Wednesday, April 29, 2009

Workflow Manager

Workflow Manager

Export and Import Objects :-
You can export workflows, worklets, tasks and sessions.
When you export it includes child objects like worklets, sessions, connection objects and session configuration.


List of Tasks :-

Reusable Tasks
- Are the tasks which you can create in Task Developer. Can be used in worklets and Workflows
- Only Email, Command and Session Tasks can be Reusable tasks

Email
You specify Email Usernames, Subject and Text.
Command
Fail task if any Command Fails
Recovery Strategy [Fail task and continue workflow / Restart ]

Timer
Event Wait
Event Raise
Assignment
Control
Decision



Connection Objects :-

FTP Connection
- Username , Password, HostName, Default Remote Directory,
- Retry Period
- Instead of specifying password, you can Use parameter in the password
- Use SFTP. For SFTP you have to specify Public Key Filename, Private Key Filename and Private Key File password

Relational Connections
- Username, password, Connect String and Code Page
- You can use Session parameter $ParamName for database username and password
To use session parameter as password, enable Use Parameter in Password
For the database which doesnt have username/password use PmNullUser and PmNullPasswd


- Connection Environment SQL - SQL to run everytime when a connection is made
- Transaction Environment SQL - SQL to run at the begining of each transaction.
- Connection Retry Period : Time in seconds to retry connecting to the database. 0 means infinite

Sunday, April 26, 2009

Session Properties

Session Properties

General Options

Write backward compatible Session log file
Session log file name
Session log file directory
Parameter file name

Enable test load
Number of rows to test
- will be enabled only if you Enable Test Load

$Source connection value
$Target connection value

Target source rows as
- Insert / Update / Delete / Data driven
- If the mapping has update transformation then by default Data driven.

Commit Type [Target]
- Source / Target / User defined
Commit Interval
- commit after x number of records
Commit on End of file
Rollback transaction on errors

Recovery Strategy
- Restart Task / Fail task continue workflow / Resume from last check point

Java classpath

Performance -

DTM Buffer size [Auto]
- You can specify Auto or value.
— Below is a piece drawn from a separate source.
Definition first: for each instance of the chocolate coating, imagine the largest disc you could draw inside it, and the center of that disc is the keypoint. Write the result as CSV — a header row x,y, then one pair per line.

By default Integ service allocated 12MB

Collect performance data
- to collect performance data. you can use workflow monitor to see it

Write performance data to repository
- writes the performance details to the repository. you can use workflow monitor to see it

Incremental Aggregation
Reinitialize Aggregate data
Enable High precision
- to process Decimal datatype to a precision of 28

Session retry on deadlock
- applicable only for Normal loads
- In the Integ service you can specify number of deadlock retries and deadlock sleep time period.

Session sort order
- If the integration service runs in Ascii then it is Binary
- If it runs on Unicode, then it displays sort order based on the Integration service code page

Pushdown Optimization
- None / To Source /To Source with view / To Target / Full / Full with view / $PushdownConfig
-

Session Configuration

Session Configuration

Advanced -
Constraint based load ordering [Unchecked]
- To load data into the targets based on primary key foreign key relationship
Cache Lookup() Function - [Checked]
Default buffer block size [Auto]
-
Line Sequential Buffer Length [1024]
- Informatica reads a row from the file and holds it in the buffer. If the row is more than 1024 bytes, then increase the value.
Max Memory Allowed for Auto Memory attributes [512Mb]
Max percentage of Total memory allowed for Auto Mem Attributes [5]
Additional Concurrent pipelines for Lookup Cache Creation [Auto]

Log Options -
Save Sessions Log by [Session runs]
- Session runs - saves the number of sessions logs specifed
- Session timestamp - appends the timestamp to the session log file name.
Save Sessions log for these runs
- will be enabled only for Session Log by Session runs.
- specify the number of log files to store .0 means it will store only the current log file
- you can use $PMSessionLogCount

Error Handling -
Stop on errors
- Specify number of non-fatal errors to allow (reader, writer, dtm errors)
- 0 means it wont stop. you can use $PMSessionErrorThreshold service variable

Override tracing
On Stored Procedures error [Stop] - Stop / Continue
On Pre-session command task error [Stop] - Stop / Continue
On Pre-Post SQL error [Stop] - Stop / Continue


Error Log Type
Errot Log DB Connection
Error Log Table Name prefix
Error Log File Directory
Error Log File Name
Log Row Data
Log Source Row Data
Data column delimiter

Partitioning Options -
Dynamic Partitions [Disabled]
- Other options are Based on number of partitions , Based on source Partitioning, Based on number of nodes in the grid.
Number of Partitions [1]
- Will be enabled if you choose "Based on number of partitions"
- You can also specify $DynamicPartitionCount session parameter


Sessions on Grid -
Is Enabled [Unchecked]
- To run the sessions in a grid

Saturday, April 25, 2009

Mapping Designer

Mapping Designer

Source in the Mapping
- Owner Name
- Source Table name - Override with parameter or variable value


Expression
- You can add comments to the expresssion


Target in the Mapping
- Reject Truncated/Overflowed rows
- Update Override
- Table Name Prefix
- Pre SQL & Post SQL

Repository Manager

Repository Manager

Folder
+ Allow Shortcut Option allows you to create shortcuts for the mappings present in the folder
+ Owner - you can specify the owner of the folder
Folder Permissions
For each user/usergroup you can specify RWX permissions
Owner has RWX and you cannot change it.
OS Profile
If the Integration Service uses OS profiles, then you can specify the profile to use.

User Groups
+ Default Groups - Administrator and Public
+ Administrator Group contains 2 users, User Administrator and repository database User.
You cannot delete or remove these 2 users from the Administrator Group.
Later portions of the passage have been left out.